C++/CUDA GPU-accelerated convolution in 2D and 3D.
Based on NVIDIA cuda-samples convolutionFFT2D combined with matlab mexGPUexample.m.
- https://github.com/NVIDIA/cuda-samples/tree/master/Samples/5_Domain_Specific/convolutionFFT2D
- https://uk.mathworks.com/help/parallel-computing/run-mex-functions-containing-cuda-code.html
I provide compiled .mexw64 files from a Windows 10 and compiled .mexa64 files from unix,
which should run out of the box.
If this doesn't work for you due to different machine, a new mex compilation
will be attempted and the
NVIDIA CUDA toolbox - including an nvcc compiler, supported C++ compiler, and library cuFFT - must be installed.

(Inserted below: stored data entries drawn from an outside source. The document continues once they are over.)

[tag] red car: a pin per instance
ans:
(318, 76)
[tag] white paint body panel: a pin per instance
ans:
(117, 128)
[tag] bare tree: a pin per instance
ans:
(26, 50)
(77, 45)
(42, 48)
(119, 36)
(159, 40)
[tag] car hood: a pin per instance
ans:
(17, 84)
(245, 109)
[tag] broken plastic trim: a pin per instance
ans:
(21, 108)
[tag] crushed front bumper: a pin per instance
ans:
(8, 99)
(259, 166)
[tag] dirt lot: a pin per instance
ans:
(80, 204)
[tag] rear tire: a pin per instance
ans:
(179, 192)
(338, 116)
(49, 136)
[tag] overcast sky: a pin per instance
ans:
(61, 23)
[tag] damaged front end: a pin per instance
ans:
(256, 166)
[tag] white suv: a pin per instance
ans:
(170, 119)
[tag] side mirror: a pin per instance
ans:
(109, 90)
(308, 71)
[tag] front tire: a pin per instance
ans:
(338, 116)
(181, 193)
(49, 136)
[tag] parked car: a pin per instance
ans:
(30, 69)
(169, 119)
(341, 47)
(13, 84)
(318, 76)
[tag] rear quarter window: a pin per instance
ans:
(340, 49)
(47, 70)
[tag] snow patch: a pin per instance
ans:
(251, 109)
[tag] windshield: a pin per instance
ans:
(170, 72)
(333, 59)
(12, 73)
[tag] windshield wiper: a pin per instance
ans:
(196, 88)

Run functions CUDAconvolution(data, kernel)
or CUDAconvolution3D(data, kernel)
analogous to matlab conv2
, convn
.
The method is convolution by FFT, pointwise multiply, and inverse FFT.

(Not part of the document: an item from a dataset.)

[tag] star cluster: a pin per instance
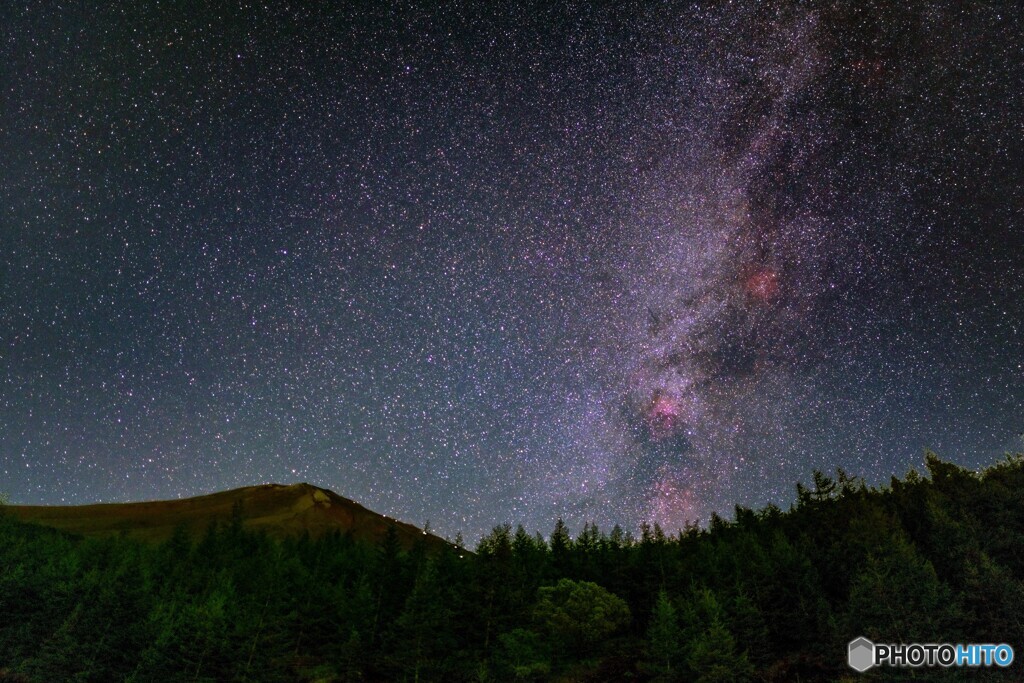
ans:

This method is much faster in the case of medium to large kernels;
outperforms matlab starting at kernel size ~12 x 12 x 12 and speedup is more than 1000x at convolution 900x900x200 with 100x100x100 kernel (test3d.mlx
).
Execution time should be constant and is <1s on my machine up to GPU memory limit.
Data should be the bigger array, as an array cut to original dimensions of data is returned.